Les infrastructures sont généralement de bonne qualité, mais la corruption et l’inefficacité administrative restent un frein pour les opérateurs étrangers qui investissent dans des projets spécifiques, notamment ceux impliquant des travaux publics.

Le gouvernement se heurtera probablement à une forte résistance bureaucratique pour promouvoir améliorations dans ces domaines, garantissant que les progrès seront lents en 2022.

Sécurité et risques de guerre: les relations de la Tunisie avec les pays voisins sont généralement bonnes et une guerre interétatique est extrêmement improbable dans la perspective de cinq ans.

Suite au démantèlement de l’ancien appareil de sécurité de l’État, l’armée a pris un plus grand rôle dans la sécurité intérieure de la Tunisie. Cela comprend le maintien de l’ordre dans les zones frontalières désertiques contre les passeurs et les djihadistes; le maintien de la sécurité à des endroits stratégiques tels que les ports, les aéroports et les ambassades; et la prévention des perturbations et des dommages lors de flambées de troubles politiques et sociaux, notamment sur les actifs énergétiques.

La petite taille de l’armée signifie qu’il est mal équipé pour faire face de manière concluante à l’activité djihadiste persistante dans les zones frontalières avec l’Algérie et la Libye.

Risques terroristes : le cadre sécuritaire de la Tunisie a été considérablement affaibli par la révolution de 2011 et n’a été que partiellement restauré. L’armée a eu du mal à couvrir le déficit de capacité de sécurité qui en a résulté. Une préoccupation particulière demeure : le contrôle des frontières poreuses avec l’Algérie et la Libye, ainsi que l’activité djihadiste en cours dans la région du Jebel Chaambi.

Les réseaux et petites cellules composés d’individus auto-radicalisés ont bénéficié d’un accès facile à l’expérience des jihadistes étrangers basés en Irak, en Libye et en Syrie. Et les infiltrations de jihadistes tunisiens depuis la Libye restent probables, maintenant le risque élevé d’attentats terroristes tout au long de 2023.

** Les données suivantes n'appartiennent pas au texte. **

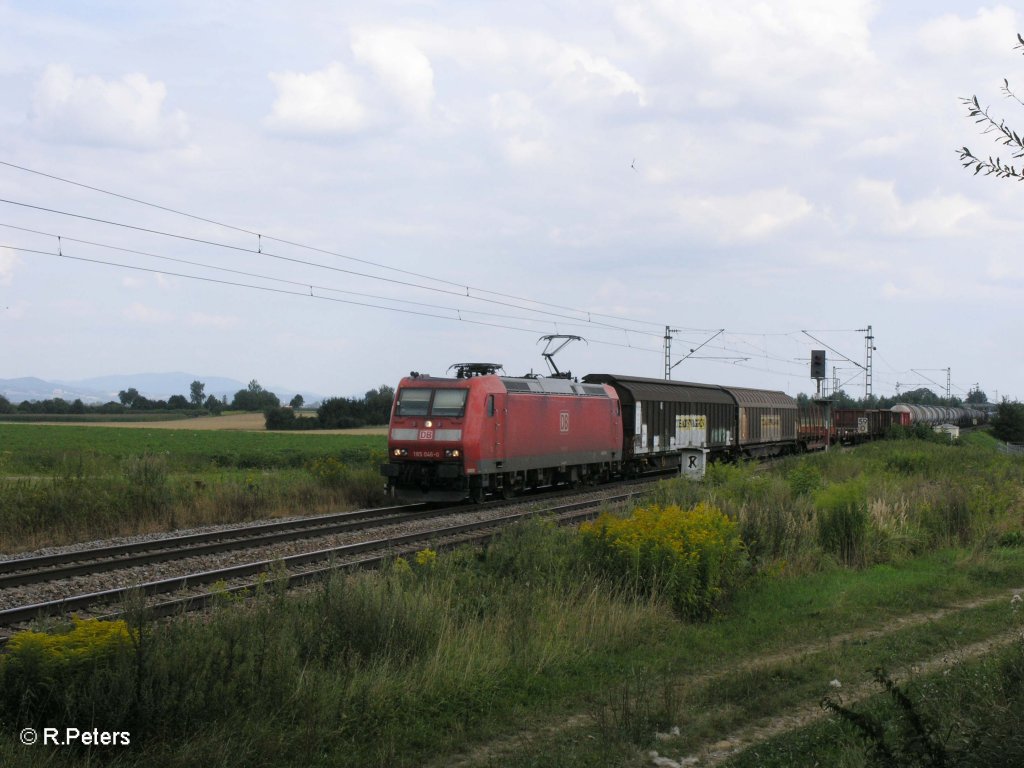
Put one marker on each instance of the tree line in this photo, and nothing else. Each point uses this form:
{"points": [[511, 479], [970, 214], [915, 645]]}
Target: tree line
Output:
{"points": [[253, 397], [338, 413]]}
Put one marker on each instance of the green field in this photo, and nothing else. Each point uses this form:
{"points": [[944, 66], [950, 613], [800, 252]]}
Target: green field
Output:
{"points": [[32, 449], [60, 484]]}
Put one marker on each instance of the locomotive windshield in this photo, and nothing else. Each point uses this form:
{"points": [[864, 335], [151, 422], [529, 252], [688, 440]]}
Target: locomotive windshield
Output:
{"points": [[451, 402], [414, 401]]}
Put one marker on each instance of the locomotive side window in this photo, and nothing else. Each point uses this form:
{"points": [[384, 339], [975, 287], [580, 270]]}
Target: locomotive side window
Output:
{"points": [[414, 401], [449, 401]]}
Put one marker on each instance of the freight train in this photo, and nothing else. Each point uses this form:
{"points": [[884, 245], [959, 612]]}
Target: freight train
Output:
{"points": [[480, 433]]}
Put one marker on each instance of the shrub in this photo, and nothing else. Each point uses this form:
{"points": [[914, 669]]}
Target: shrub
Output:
{"points": [[692, 557], [76, 675]]}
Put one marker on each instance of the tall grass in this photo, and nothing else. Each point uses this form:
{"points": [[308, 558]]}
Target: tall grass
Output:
{"points": [[367, 669], [879, 504], [80, 501]]}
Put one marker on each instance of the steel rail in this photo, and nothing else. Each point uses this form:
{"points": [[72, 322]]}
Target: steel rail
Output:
{"points": [[243, 537], [65, 605]]}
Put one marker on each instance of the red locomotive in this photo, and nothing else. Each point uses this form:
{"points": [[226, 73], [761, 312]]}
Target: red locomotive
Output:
{"points": [[479, 432]]}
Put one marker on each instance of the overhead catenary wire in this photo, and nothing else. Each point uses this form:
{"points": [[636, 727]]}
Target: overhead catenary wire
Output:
{"points": [[302, 293], [261, 236], [286, 281], [304, 262]]}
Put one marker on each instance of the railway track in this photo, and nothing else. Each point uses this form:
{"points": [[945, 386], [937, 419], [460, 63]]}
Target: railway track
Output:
{"points": [[26, 570], [192, 590]]}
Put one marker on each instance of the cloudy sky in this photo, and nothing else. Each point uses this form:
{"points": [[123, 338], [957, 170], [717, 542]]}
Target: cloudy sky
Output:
{"points": [[378, 187]]}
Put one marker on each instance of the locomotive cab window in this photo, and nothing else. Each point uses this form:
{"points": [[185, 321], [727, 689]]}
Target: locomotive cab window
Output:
{"points": [[449, 401], [414, 401]]}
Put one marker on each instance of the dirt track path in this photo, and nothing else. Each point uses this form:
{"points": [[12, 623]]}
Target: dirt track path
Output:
{"points": [[713, 754]]}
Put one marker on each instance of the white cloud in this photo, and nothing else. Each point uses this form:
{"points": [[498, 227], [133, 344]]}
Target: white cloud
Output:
{"points": [[126, 113], [217, 322], [139, 312], [520, 128], [989, 33], [1005, 268], [750, 216], [580, 76], [8, 260], [400, 67], [936, 215], [317, 102], [756, 43]]}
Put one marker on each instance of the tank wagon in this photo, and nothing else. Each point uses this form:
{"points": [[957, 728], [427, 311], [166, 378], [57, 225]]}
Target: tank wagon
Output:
{"points": [[934, 416], [455, 438]]}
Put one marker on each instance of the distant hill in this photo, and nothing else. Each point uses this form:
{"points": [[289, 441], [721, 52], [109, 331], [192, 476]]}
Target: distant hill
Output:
{"points": [[155, 386]]}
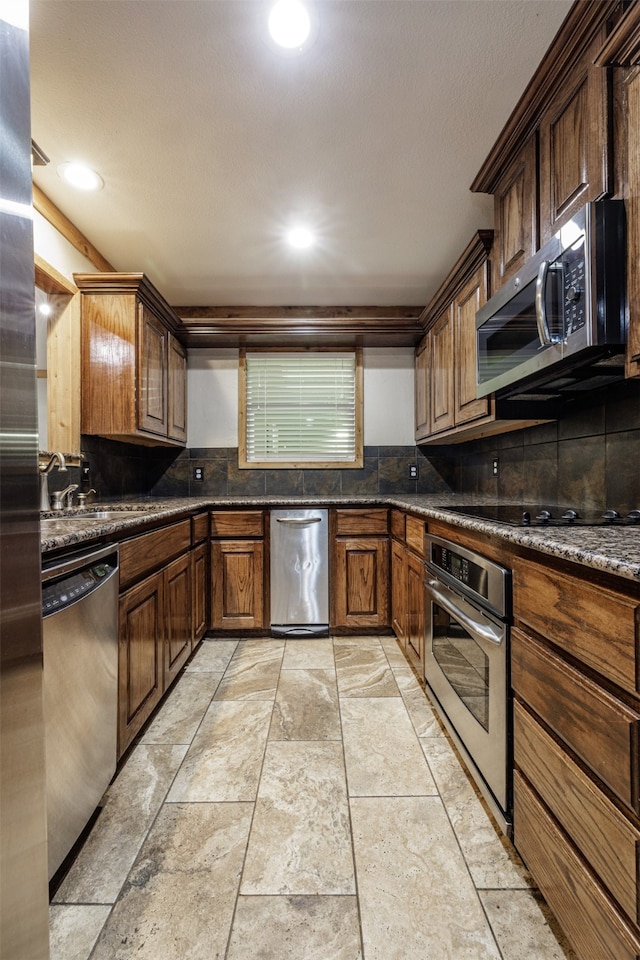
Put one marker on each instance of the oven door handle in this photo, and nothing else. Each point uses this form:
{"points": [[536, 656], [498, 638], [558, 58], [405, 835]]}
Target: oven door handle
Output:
{"points": [[484, 631]]}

Risques de troubles sociaux : il existe un grave risque de flambées de protestations à motivation économique, en particulier dans l’intérieur et le sud du pays, notamment dans les gouvernorats de Ben Guerdane, Gafsa, Kasserine, Kef, Médenine, Sidi Bouzid et Tataouine. Bien que la plupart les incidents seront probablement en grande partie pacifiques, il est possible que les manifestations soient détournées par des éléments perturbateurs, provoquant des affrontements de faible intensité avec la police et la destruction de biens urbains.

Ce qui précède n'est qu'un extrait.